Yoga 101-First inflate your ball

Yesterday was a magnificently sunny spring day in this part of Pennsylvania. As I outside on the deck drinking coffee and listening to a woodpecker drumming against the trunk of a nearby elm, the phone rang.


It was Lee of L&L.

"Hello, I need to ask Larry something," she said.
"He isn't here. What's up?"
"I've bought a yoga ball and I can't get it to inflate using my compressor. I've tried everything."
"I'll tell him to call."

Later, after doing some weeding in the garden we decided to fetch some black mulch to dress up the flower and shrubbery beds, so we decided to kill three birds with the one stone--get a tuna sandwich for lunch from our local WaWa (Indian for goose), buy a truck load of mulch from our local puppy mill that also doubles as a 'mulch dispensary' in Spring, and call in with L&L to see if we could sort out the Yoga ball problem.

To my amazement, Lee was still working on it, Lynne dressed in a caftan with her mane of long blonde hair tumbling over her shoulders, clearly exacerbated but still giving instructions. The ball was purple, large and flat as a pancake, the compressor straining like a jet engine as Lee held the hose with a valve inside the ball's opening.

"You're taking up yoga?" I said.
"Aha...hopefully." She nodded at what should be a ball.
Lynne was consulting the writing on the box. It was a Yoga novice's dream--mat, wooden thingie to help with body posture while performing the more complex contortions, and the aforementioned pancake-like, lurid ball.

"I can't believe they don't give instructions how to blow the ball up," Lynne said. "She looked at the black hand pump that had come with it. I've given up on this."

"I've got about twenty metal valves and tried any that will fit inside the ball's air hole and still that compressor won't fill it with air," said Lee.

Larry checked the compressor and hose. It was functioning properly.
"That's wierd," he said.

He took a valve he'd brought, stuck it inside the ball's opening, wiggled it about and then switched on the compressor. Stll the ball remained defiantly flat.
He tried another valve with the same result.

"Oh, wait a minute," he said. I think the white thing inside the air hole has to come out."

"I don't think so, Larry," said Lee.

Nevertheless, he took a knife and pried it out. It was long, sealed at the end, but its core was hollow which had allowed the valve attached to the compressor to be inserted without rupturing it.

"It's a plug," I said. "You've got to pump the air into the hole and then insert the plug to keep the air inside.

Sure enough the ball began to fill with air as soon as Larry inserted the valve and started the compressor.

We laughed at how such a simple thing could be so baffling.

"Come for drinks at five," said Lynne. "We'll sit on the veranda and watch the sun set."

Saturday

Getting it done

I just LOVE productive weeks and this week has been such a week and it's not yet over.

A friend, Jessica, opened a smart, upmarket ladies boutique in town a few weeks ago and she asked me to help compose a press release she wanted to send to the newspapers and magazines, which I did. It's great to be able to help friends when they begin new exciting ventures. Hope it does its job!!

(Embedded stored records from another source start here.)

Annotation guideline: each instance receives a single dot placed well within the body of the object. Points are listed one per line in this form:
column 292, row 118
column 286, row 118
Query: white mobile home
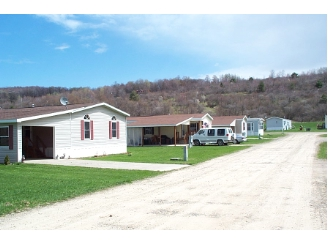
column 278, row 124
column 255, row 126
column 237, row 123
column 69, row 131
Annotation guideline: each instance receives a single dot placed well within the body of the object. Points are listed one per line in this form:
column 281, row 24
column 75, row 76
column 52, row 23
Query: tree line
column 299, row 97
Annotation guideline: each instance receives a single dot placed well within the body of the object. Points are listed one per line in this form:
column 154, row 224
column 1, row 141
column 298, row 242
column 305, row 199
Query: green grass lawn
column 163, row 154
column 322, row 154
column 27, row 185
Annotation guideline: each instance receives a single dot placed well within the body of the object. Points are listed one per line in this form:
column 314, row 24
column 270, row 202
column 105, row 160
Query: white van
column 219, row 136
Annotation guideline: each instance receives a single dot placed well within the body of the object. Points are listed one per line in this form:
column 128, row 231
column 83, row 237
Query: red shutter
column 110, row 130
column 11, row 137
column 82, row 129
column 91, row 129
column 118, row 129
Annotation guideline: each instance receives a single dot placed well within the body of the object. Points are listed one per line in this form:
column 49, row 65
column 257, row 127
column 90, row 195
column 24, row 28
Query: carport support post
column 185, row 153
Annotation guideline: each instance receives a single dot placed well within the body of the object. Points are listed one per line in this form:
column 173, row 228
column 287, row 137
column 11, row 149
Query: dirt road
column 278, row 185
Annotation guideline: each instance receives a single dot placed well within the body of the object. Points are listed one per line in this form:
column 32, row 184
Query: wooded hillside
column 297, row 97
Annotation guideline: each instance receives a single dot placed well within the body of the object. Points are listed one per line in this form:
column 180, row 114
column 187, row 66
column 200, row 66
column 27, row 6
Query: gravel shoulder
column 279, row 185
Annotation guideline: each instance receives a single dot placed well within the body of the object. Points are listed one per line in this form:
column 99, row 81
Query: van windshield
column 221, row 132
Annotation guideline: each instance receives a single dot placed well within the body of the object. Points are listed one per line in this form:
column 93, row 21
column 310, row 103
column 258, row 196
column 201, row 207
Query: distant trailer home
column 255, row 126
column 278, row 124
column 70, row 131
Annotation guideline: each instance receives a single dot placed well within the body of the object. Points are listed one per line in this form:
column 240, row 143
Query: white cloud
column 102, row 48
column 67, row 21
column 62, row 47
column 19, row 62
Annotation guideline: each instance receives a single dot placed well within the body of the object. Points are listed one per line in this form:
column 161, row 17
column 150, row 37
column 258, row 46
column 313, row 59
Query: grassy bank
column 164, row 154
column 27, row 185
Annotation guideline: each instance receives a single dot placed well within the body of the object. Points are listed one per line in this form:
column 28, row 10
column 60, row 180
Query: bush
column 6, row 160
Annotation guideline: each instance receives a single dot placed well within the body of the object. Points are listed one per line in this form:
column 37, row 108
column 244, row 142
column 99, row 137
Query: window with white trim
column 4, row 136
column 250, row 126
column 86, row 129
column 114, row 135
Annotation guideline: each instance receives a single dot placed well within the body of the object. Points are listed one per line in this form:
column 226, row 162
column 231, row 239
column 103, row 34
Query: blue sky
column 96, row 50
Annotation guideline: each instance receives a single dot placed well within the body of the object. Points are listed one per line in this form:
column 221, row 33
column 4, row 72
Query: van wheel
column 196, row 142
column 220, row 142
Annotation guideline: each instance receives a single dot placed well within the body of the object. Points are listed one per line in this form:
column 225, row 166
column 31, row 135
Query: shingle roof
column 225, row 120
column 162, row 120
column 13, row 114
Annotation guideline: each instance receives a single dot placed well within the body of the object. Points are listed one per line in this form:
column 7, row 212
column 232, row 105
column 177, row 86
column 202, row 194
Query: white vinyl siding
column 67, row 133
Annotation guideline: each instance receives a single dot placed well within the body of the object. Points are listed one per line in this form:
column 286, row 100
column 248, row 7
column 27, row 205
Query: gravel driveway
column 273, row 186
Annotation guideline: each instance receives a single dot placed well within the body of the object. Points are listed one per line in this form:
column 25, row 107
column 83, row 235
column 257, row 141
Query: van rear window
column 221, row 132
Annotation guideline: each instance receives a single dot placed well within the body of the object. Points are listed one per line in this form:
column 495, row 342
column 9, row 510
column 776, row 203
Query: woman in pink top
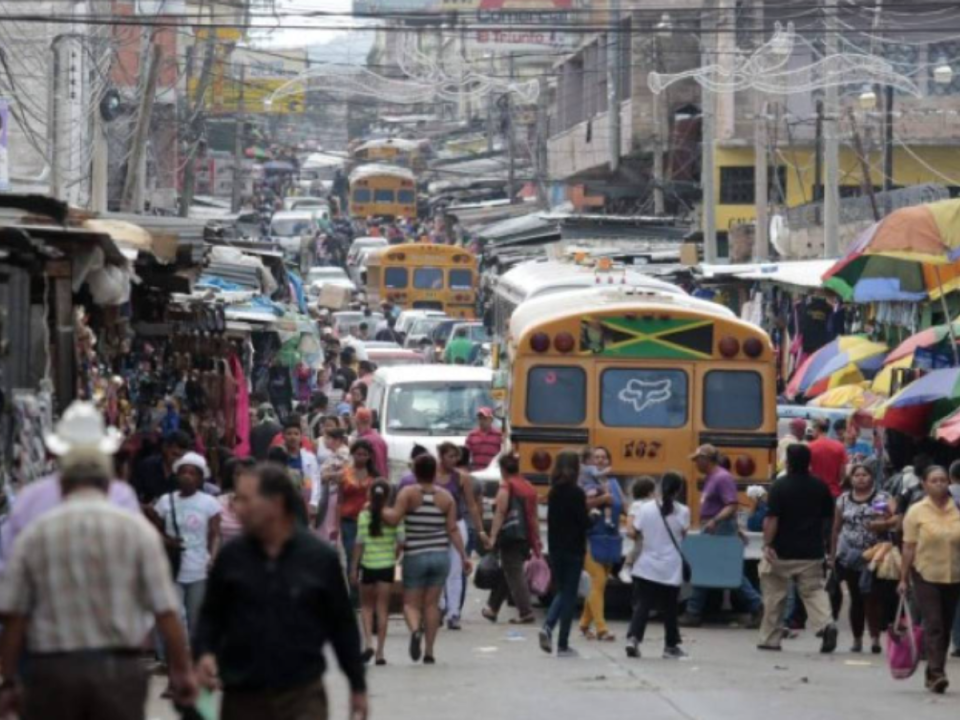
column 230, row 526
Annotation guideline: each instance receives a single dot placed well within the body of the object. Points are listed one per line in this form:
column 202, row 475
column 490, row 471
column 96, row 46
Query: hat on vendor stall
column 193, row 460
column 82, row 428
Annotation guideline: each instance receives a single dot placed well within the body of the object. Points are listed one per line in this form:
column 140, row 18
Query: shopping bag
column 488, row 572
column 904, row 641
column 537, row 573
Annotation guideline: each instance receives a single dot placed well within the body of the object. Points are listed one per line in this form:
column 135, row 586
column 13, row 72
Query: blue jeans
column 747, row 592
column 567, row 569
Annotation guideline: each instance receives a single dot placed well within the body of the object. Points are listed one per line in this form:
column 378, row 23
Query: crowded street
column 479, row 359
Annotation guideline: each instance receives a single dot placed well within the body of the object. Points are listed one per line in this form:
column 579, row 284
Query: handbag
column 904, row 641
column 174, row 552
column 687, row 570
column 514, row 529
column 538, row 577
column 606, row 545
column 488, row 572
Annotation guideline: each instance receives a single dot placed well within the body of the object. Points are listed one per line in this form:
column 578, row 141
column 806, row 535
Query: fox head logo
column 645, row 393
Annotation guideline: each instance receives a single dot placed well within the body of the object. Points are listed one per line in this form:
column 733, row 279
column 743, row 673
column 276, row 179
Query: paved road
column 492, row 672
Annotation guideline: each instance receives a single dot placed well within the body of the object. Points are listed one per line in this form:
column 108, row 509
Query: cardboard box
column 689, row 254
column 334, row 297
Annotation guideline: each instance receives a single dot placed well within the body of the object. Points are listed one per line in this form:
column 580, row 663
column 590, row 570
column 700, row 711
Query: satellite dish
column 779, row 235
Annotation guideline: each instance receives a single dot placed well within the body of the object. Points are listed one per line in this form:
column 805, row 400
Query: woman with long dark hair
column 658, row 572
column 373, row 567
column 358, row 477
column 567, row 523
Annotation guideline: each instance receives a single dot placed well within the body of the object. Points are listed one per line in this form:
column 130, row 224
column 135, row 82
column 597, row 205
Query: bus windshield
column 436, row 408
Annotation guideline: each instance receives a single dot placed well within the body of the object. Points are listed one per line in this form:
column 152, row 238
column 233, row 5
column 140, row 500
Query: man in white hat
column 81, row 428
column 79, row 591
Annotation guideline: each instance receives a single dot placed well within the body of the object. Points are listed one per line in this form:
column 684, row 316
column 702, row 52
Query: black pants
column 648, row 595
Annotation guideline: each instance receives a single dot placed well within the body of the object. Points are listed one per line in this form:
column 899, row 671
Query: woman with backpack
column 514, row 534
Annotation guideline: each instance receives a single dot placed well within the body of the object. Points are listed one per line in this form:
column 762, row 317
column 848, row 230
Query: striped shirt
column 379, row 553
column 88, row 575
column 426, row 528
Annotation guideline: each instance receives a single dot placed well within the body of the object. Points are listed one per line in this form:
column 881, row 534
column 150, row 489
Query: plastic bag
column 904, row 641
column 488, row 572
column 537, row 573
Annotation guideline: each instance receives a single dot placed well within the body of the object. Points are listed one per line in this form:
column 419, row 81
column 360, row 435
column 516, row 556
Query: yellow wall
column 907, row 170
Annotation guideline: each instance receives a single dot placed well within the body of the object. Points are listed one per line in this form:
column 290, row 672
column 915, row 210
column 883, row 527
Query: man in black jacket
column 274, row 598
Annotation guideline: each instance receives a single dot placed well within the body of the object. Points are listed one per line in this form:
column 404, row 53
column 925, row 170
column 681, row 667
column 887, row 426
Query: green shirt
column 379, row 553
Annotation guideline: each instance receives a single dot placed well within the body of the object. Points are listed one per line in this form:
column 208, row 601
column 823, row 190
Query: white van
column 413, row 407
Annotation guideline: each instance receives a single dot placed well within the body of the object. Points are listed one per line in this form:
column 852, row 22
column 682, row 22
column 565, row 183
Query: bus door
column 644, row 416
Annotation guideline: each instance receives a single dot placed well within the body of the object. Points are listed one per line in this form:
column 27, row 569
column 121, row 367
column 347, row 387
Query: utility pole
column 831, row 160
column 761, row 179
column 613, row 84
column 236, row 200
column 189, row 171
column 511, row 138
column 708, row 131
column 132, row 194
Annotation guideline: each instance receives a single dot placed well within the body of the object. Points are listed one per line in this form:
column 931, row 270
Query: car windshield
column 448, row 408
column 326, row 274
column 290, row 227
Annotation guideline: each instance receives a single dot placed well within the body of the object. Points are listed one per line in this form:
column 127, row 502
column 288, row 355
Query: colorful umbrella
column 924, row 339
column 910, row 255
column 854, row 396
column 845, row 357
column 931, row 397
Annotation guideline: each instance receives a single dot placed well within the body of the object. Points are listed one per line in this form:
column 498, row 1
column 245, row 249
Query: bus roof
column 399, row 143
column 582, row 302
column 403, row 374
column 375, row 169
column 536, row 278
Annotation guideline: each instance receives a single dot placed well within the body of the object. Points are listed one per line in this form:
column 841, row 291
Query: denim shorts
column 426, row 570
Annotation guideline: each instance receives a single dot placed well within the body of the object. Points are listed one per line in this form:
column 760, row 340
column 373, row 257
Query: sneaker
column 688, row 620
column 546, row 640
column 829, row 642
column 674, row 653
column 416, row 650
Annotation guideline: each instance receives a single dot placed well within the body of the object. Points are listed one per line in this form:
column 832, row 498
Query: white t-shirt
column 659, row 559
column 193, row 518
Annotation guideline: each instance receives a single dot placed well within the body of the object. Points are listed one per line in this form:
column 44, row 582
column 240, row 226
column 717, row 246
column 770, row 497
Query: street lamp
column 943, row 73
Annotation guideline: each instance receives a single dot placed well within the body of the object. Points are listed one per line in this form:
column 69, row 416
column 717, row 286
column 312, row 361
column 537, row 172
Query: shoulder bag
column 174, row 551
column 687, row 570
column 514, row 530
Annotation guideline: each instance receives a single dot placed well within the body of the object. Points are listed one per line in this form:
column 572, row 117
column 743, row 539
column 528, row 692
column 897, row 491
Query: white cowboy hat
column 82, row 427
column 193, row 460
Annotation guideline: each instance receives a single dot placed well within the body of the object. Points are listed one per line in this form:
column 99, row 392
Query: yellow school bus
column 424, row 276
column 383, row 191
column 649, row 375
column 395, row 151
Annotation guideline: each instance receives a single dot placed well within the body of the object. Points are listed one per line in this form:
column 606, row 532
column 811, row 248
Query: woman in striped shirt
column 372, row 567
column 429, row 514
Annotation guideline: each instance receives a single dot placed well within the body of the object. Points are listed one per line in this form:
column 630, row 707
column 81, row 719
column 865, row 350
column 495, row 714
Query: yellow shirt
column 936, row 532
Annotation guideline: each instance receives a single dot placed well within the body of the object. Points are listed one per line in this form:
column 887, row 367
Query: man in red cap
column 363, row 421
column 485, row 441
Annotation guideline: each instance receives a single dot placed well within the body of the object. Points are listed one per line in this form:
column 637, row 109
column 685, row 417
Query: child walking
column 373, row 567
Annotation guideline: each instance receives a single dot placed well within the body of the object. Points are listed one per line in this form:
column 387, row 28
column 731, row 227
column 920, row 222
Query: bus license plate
column 641, row 449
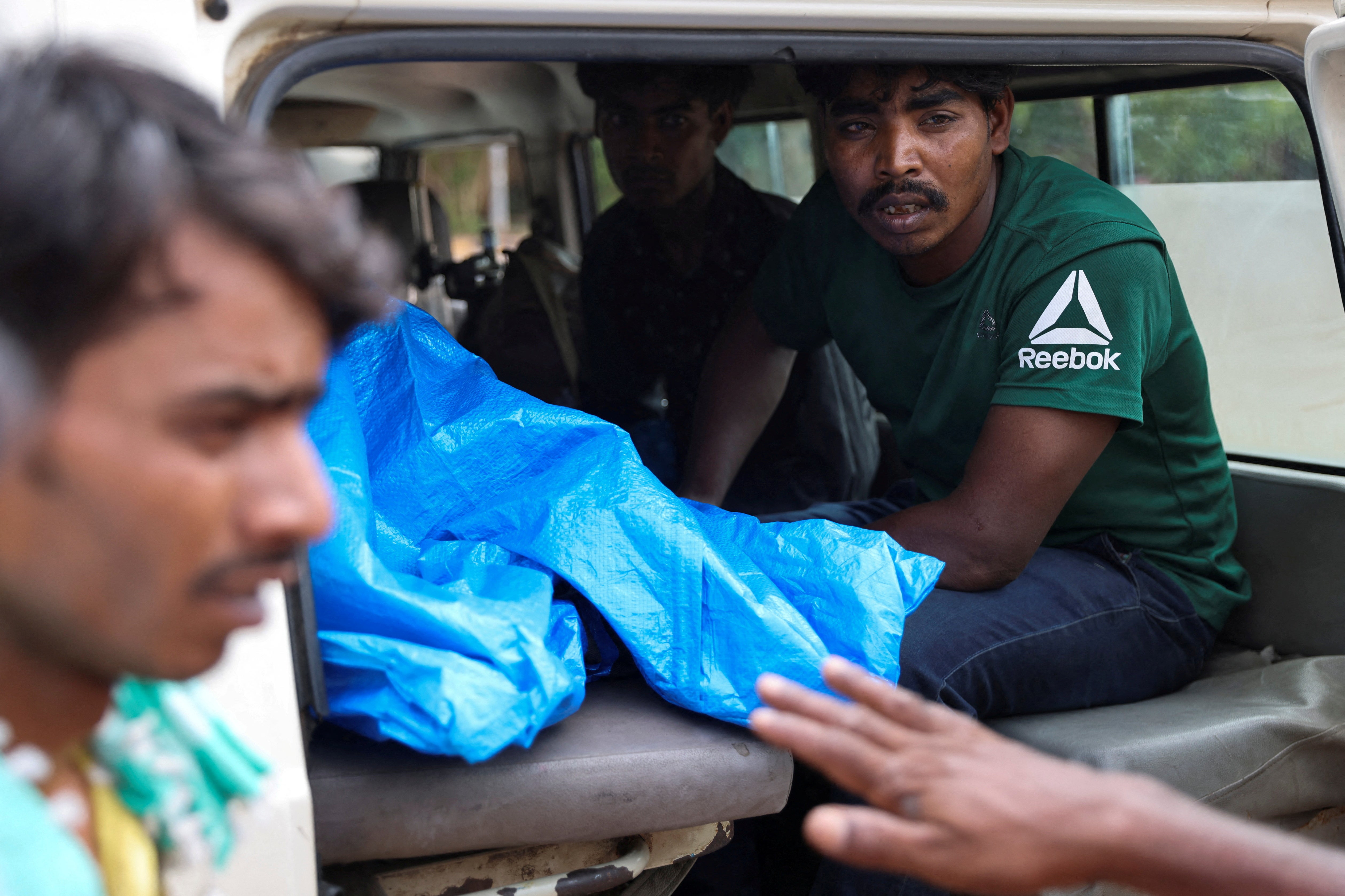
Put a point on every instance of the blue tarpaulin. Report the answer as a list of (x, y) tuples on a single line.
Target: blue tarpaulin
[(459, 500)]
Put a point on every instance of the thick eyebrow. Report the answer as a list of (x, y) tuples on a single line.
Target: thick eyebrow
[(855, 107), (929, 100), (256, 401)]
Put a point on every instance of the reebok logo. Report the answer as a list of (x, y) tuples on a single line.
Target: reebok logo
[(1044, 332)]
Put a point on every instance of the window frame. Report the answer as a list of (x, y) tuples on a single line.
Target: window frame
[(268, 84), (1182, 62)]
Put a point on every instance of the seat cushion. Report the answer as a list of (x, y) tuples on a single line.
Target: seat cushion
[(626, 764), (1261, 743)]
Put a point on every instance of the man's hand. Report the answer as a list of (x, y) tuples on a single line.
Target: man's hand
[(742, 385), (950, 801), (1027, 464), (957, 805)]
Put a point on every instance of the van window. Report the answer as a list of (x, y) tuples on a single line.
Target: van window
[(481, 184), (1227, 174), (773, 156), (605, 188)]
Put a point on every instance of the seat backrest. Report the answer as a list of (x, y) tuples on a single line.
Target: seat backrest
[(1292, 541)]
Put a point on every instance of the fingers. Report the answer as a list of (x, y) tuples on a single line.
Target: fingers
[(896, 705), (868, 838), (843, 756), (796, 699)]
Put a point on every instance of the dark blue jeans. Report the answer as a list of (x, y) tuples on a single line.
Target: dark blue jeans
[(1086, 625)]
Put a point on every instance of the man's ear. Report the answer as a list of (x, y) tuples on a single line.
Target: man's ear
[(1001, 120), (722, 121)]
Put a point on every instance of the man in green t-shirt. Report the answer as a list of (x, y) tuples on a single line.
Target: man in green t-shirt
[(1022, 326)]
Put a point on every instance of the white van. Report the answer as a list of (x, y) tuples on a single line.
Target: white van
[(1225, 121)]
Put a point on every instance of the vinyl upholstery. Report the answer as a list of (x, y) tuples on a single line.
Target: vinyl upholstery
[(1257, 738)]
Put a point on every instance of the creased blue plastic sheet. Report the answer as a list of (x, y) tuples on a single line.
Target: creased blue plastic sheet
[(458, 498)]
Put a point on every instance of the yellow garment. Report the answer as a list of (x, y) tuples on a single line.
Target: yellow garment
[(126, 854)]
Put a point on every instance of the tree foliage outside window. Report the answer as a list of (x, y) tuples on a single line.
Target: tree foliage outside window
[(1229, 132)]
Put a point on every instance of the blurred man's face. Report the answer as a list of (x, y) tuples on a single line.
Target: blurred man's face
[(660, 143), (913, 160), (171, 473)]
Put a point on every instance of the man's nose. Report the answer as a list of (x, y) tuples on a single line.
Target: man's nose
[(898, 154), (286, 499)]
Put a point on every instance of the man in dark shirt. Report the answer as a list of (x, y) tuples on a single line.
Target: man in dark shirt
[(664, 270)]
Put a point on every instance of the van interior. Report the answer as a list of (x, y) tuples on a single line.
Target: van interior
[(475, 167)]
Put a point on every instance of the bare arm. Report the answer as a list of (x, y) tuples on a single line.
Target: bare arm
[(743, 382), (1024, 468), (964, 808)]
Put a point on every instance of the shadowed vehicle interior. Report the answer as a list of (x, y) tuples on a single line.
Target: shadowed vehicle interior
[(488, 176)]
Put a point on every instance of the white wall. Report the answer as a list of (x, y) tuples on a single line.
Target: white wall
[(1256, 265)]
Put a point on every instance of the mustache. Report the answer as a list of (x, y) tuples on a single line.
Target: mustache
[(216, 578), (646, 172), (891, 190)]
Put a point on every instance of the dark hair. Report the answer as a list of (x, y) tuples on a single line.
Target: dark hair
[(827, 82), (716, 85), (99, 160)]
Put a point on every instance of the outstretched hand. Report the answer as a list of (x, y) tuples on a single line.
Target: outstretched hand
[(950, 801)]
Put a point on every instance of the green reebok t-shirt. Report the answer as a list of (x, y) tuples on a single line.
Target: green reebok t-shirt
[(1070, 303)]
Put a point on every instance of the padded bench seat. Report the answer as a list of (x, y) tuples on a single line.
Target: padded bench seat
[(1262, 743), (626, 764)]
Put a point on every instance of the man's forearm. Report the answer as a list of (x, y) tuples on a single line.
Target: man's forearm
[(740, 389)]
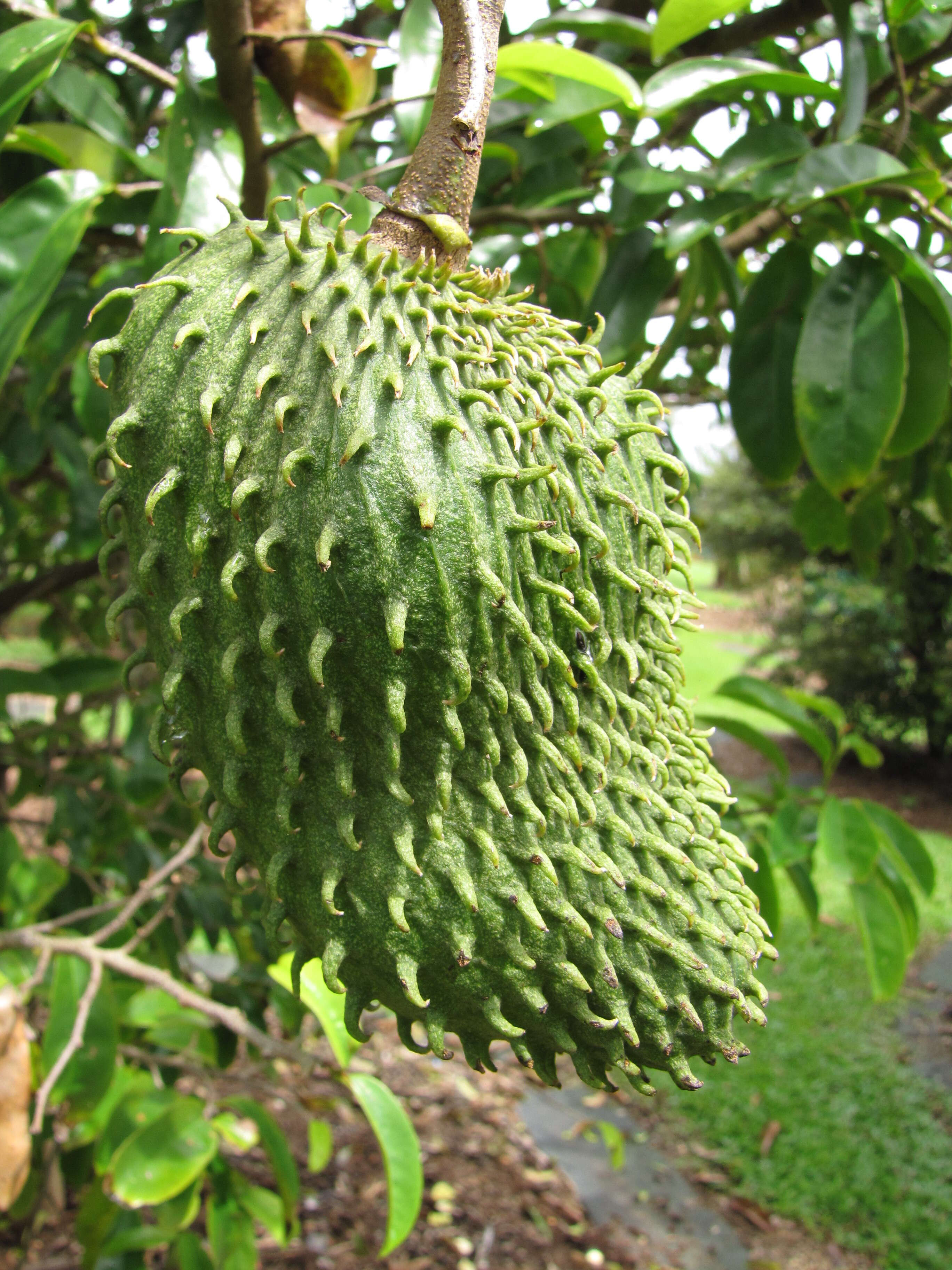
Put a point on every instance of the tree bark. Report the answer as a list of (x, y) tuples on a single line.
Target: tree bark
[(443, 172), (229, 22)]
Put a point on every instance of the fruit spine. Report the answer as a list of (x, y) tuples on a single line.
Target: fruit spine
[(403, 548)]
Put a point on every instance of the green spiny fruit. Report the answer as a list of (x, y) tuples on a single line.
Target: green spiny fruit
[(402, 547)]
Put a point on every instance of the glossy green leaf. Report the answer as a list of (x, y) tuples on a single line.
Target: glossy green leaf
[(327, 1005), (904, 845), (801, 878), (764, 696), (572, 64), (276, 1146), (164, 1158), (572, 100), (751, 736), (681, 19), (727, 79), (635, 279), (616, 29), (418, 66), (231, 1235), (41, 227), (926, 406), (763, 351), (855, 74), (822, 519), (68, 145), (320, 1145), (402, 1155), (30, 53), (842, 167), (89, 1072), (87, 96), (883, 931), (847, 837), (850, 371), (761, 148)]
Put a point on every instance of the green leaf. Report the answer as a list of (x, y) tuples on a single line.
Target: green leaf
[(883, 931), (402, 1155), (787, 830), (681, 19), (697, 218), (602, 25), (89, 1072), (763, 351), (68, 145), (926, 406), (850, 371), (823, 520), (751, 736), (847, 836), (320, 1145), (636, 277), (855, 73), (231, 1234), (41, 227), (763, 883), (87, 96), (613, 1141), (419, 51), (30, 54), (164, 1158), (904, 845), (800, 876), (572, 64), (764, 696), (727, 79), (276, 1146), (758, 150), (327, 1005), (842, 167)]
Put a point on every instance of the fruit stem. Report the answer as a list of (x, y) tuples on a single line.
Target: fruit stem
[(441, 178), (229, 23)]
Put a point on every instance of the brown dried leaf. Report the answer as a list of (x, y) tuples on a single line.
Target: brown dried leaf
[(281, 64), (14, 1099)]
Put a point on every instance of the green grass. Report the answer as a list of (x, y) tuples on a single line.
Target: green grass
[(865, 1151)]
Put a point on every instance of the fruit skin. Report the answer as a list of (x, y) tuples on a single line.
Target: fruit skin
[(402, 548)]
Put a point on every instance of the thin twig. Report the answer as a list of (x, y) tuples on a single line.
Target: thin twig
[(903, 130), (73, 1044), (104, 46), (342, 36), (121, 963), (148, 886)]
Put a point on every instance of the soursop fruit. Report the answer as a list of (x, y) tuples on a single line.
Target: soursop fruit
[(402, 545)]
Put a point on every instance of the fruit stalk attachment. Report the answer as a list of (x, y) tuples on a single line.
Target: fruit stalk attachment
[(431, 206)]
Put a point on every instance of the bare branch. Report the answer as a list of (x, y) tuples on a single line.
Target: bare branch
[(229, 22), (106, 46), (341, 36), (73, 1044), (148, 886)]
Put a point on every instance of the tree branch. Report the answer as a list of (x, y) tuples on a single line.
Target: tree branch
[(229, 22), (106, 46), (73, 1044), (57, 578), (442, 174)]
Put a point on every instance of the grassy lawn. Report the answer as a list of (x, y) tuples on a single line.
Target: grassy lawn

And I settled down and did a serious--I mean serious--amount of work on America and Me, the memoir I'm currently writing. The word count is now 55,300 and I'm now at Chapter 20--yes 19 whole chapters have been written--and I think I'll be able to complete the latest today. I'm going to work my arse off this afternoon and do it.

I'm having laughs and bouts of sadness writing it. And it's strange and thought-provoking going over old correspondence and uncovering documents in files that were once vital and critical and celebrated profusely--like notifications that I'd passed the Bar examination, etc--and realizing they've lost that vitality and importance.

Of course, once the memoir is completed, the really tough work begins because editing and redrafting is an essential part of the process. An essential, necessary pain in the arse.